Dear AccessWorld readers,

It is once again time for AccessWorld's annual senior/low vision/anyone new to vision loss issue. Originally this issue focused on low vision and seniors specifically, but the topics covered have expanded to focus on articles of interest to people new to vision loss, whatever their age may be. During my time operating AFB's former Information and Referral line, I discovered that many people who are new to vision loss aren't given any sort of direction when it comes to learning how to function successfully with vision loss. Based on my experience in the Information Center, I would like to provide resources and information aimed at helping the person who is new to blindness or low vision in getting started. If you are new to vision loss, I hope this information helps you. In addition, for those readers who are veterans of vision loss, I hope that the next time you find yourself helping someone new to vision loss, you find this information a helpful resource.

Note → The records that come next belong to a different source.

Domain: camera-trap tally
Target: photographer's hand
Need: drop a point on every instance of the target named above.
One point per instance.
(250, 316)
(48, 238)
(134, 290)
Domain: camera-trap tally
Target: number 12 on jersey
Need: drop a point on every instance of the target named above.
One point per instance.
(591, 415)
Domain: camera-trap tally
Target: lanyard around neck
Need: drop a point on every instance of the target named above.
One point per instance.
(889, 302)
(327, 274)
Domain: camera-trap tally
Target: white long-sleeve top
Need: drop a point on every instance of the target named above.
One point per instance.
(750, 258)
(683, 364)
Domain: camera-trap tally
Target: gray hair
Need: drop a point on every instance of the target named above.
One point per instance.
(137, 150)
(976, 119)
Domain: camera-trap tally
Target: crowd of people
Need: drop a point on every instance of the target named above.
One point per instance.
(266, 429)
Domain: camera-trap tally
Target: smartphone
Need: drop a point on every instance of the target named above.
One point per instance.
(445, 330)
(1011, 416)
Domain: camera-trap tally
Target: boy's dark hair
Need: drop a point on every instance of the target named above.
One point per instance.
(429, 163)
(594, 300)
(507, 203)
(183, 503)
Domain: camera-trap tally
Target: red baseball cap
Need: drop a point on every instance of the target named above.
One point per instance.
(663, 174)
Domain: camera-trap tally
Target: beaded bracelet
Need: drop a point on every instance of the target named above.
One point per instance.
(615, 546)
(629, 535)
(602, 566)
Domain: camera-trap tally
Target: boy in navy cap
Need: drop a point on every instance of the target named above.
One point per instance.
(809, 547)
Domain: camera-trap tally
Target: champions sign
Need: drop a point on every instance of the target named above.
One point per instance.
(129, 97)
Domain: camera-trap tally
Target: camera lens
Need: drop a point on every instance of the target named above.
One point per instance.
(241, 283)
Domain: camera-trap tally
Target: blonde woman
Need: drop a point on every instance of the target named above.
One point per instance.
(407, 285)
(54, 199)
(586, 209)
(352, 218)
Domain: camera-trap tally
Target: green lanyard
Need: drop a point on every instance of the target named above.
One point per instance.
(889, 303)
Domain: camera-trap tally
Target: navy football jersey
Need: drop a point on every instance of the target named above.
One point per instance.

I find that people who have sudden onset vision loss are often cut off from their usual sources of information. Some of the quickest ways of regaining access to information and entertainment is to sign up for both the National Library Service and NFB-Newsline. Both of these programs have low barriers to entry for someone new to vision loss; the NLS talking book player has been designed to be very easy to operate and use and NFB-Newsline can be accessed directly from a traditional telephone. In addition, ACB Radio has several streams available through a traditional telephone. To access them, call 518-906-1820. In particular, the ACB Community stream might be of use to someone new to vision loss as it contains pre-recorded and live events regarding vision loss topics. For example, at the time of writing, a demonstration of the Kindle Fire's accessibility features was being presented.

Each state has different services, but it is generally helpful to connect to your state's commission for the blind and visually impaired. Some states may only provide services that aid someone who is working or seeking work, but others have more extensive services. I find that the most efficient way to locate your state's department of services is to use the APH directory of services Under each state, there is a listing for key agencies. This will include the state's commission for the blind, no matter the specific name given to the agency in that state. The directory is a great resource in general, with organizations arranged within an extensive list of categories. Each organization has a detailed profile with information on the services they provide. In addition, each state's directory page lists organizations throughout the country that also provide services in that state.

Another useful resource if you are seeking specific, and expensive, assistive technology is your state's Assistive Technology Project. Again, like the commissions for the blind, each project will have different services available, but often they will have a library of devices that can be borrowed so a user can determine if a device is useful to them before buying. Many also have either a used equipment list or low/no interest loans for assistive technology. You can find a list of all state Assistive Technology projects here. On the topic of financial support for assistive technology, the Association for Blind Citizens operates an assistive technology scholarship fund that can cover up to half the cost of a piece of assistive technology.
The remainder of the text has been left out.